Gmail SMTP server stopped working as it no longer support "Less Secure Apps"

Stefan Izdrail

Founder & Senior Architect · 2026-06-29

Laravel Company
Title: Overcoming Gmail SMTP Issues: Enabling Two-Factor Authentication for Secure Email Delivery in Laravel Projects Body:

In recent years, email services have become more secure to combat spam and phishing attempts. This has resulted in changes that affect how we interact with our email providers, including Google's decision to stop supporting Less Secure Apps (LSA). This article will guide you through the necessary steps to ensure your Laravel project can continue sending emails via Gmail SMTP by implementing two-factor authentication.

Understanding Google's Changes

Google has made changes to their security policies, including removing support for LSA. These changes affect email applications and services that send emails using Gmail accounts without sufficient email authentication. The primary reason behind this shift is to improve the overall security of users' emails by reducing vulnerabilities caused by weak authentication.

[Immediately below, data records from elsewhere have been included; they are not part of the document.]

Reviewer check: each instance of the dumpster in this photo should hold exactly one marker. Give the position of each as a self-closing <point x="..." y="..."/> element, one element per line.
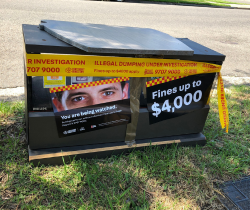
<point x="94" y="90"/>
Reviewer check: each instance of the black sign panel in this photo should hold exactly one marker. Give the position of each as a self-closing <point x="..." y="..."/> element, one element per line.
<point x="91" y="118"/>
<point x="178" y="97"/>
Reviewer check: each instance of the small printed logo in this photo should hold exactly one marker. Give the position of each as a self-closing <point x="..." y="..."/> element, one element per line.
<point x="81" y="78"/>
<point x="72" y="131"/>
<point x="68" y="70"/>
<point x="148" y="71"/>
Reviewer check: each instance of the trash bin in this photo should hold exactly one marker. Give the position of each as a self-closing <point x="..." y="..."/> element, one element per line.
<point x="91" y="134"/>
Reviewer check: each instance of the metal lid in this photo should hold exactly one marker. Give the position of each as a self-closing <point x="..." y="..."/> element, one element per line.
<point x="97" y="38"/>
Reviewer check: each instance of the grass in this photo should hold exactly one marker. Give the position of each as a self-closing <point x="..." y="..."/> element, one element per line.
<point x="156" y="178"/>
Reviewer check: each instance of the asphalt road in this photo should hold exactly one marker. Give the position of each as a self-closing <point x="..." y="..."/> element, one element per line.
<point x="223" y="30"/>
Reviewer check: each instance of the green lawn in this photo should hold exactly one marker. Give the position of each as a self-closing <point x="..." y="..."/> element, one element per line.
<point x="157" y="178"/>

Configuring Two-Factor Authentication

Two-factor authentication (2FA) is a more secure method of verifying your identity when logging into an account. It combines something you know (your password) with something you possess (either a physical or virtual token). This added layer of security prevents unauthorized access to your email account, ensuring that only authorized users can access and send emails through Gmail.

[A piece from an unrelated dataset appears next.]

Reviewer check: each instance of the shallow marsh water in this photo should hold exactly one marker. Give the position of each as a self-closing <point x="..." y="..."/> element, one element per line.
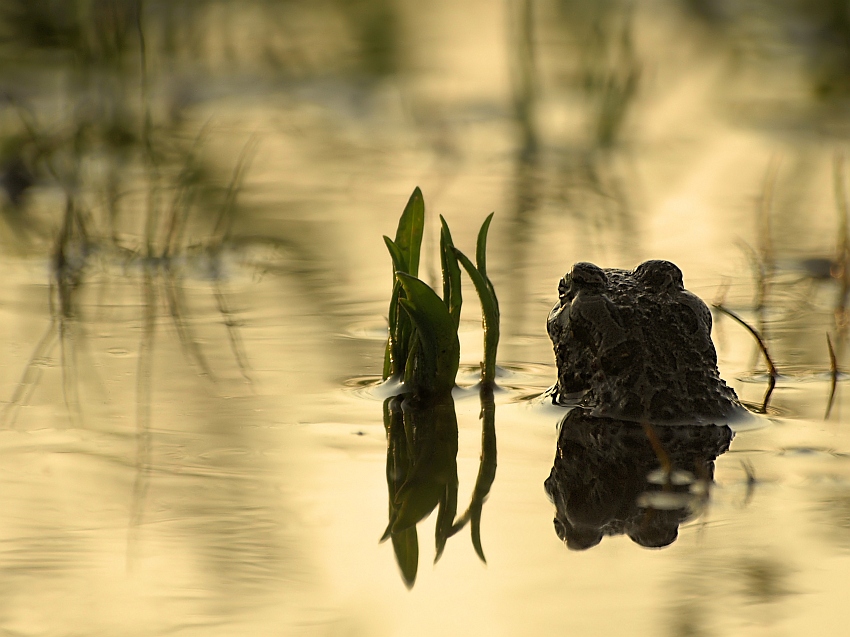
<point x="217" y="466"/>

Enabling 2FA in Your Google Account

To enable two-factor authentication for your Google account, follow these steps:

  1. Sign into your Google Account on the web using a desktop computer or tablet browser and navigate to https://myaccount.google.com/security.
  2. Under "Signing in to Google," click "2-Step Verification."
  3. Follow the on-screen instructions to set up 2FA using either a physical security key, an authentication app like Google Authenticator or Authy, or text messages for verification.

Setting Up Gmail SMTP in Laravel

Now that your account has two-factor authentication enabled, you can proceed with configuring Laravel to use the SMTP server. Here's a code example showing how to set up email sending using Google's Gmail SMTP using the PHPMailer library:

use PHPMailer\PHPMailer\PHPMailer;
use PHPMailer\PHPMailer\Exception;

require 'vendor/autoload.php'; // Include Composer's autoloader

// Create an instance of the mailer class and define its settings
$mail = new PHPMailer(true);
$mail->isSMTP();
$mail->Host = "smtp.gmail.com";
$mail->Port = 587;
$mail->SMTPAuth = true; // Enable SMTP authentication with your Gmail account
$mail->Username = "your_email@gmail.com"; // Your Gmail username
$mail->Password = "your_app_password"; // The password you generated during the 2FA setup

// Set other email properties as needed (e.g., from name, subject, recipients)

try {
    $mail->send();
} catch (\Exception $e) {
    echo $e->getMessage();
}

Conclusion

By implementing two-factor authentication for your Google account, you can ensure a more secure email sending experience using Gmail SMTP with Laravel. This enhanced security measure protects both your personal and project emails from potential vulnerabilities that may arise due to the removal of Less Secure Apps support.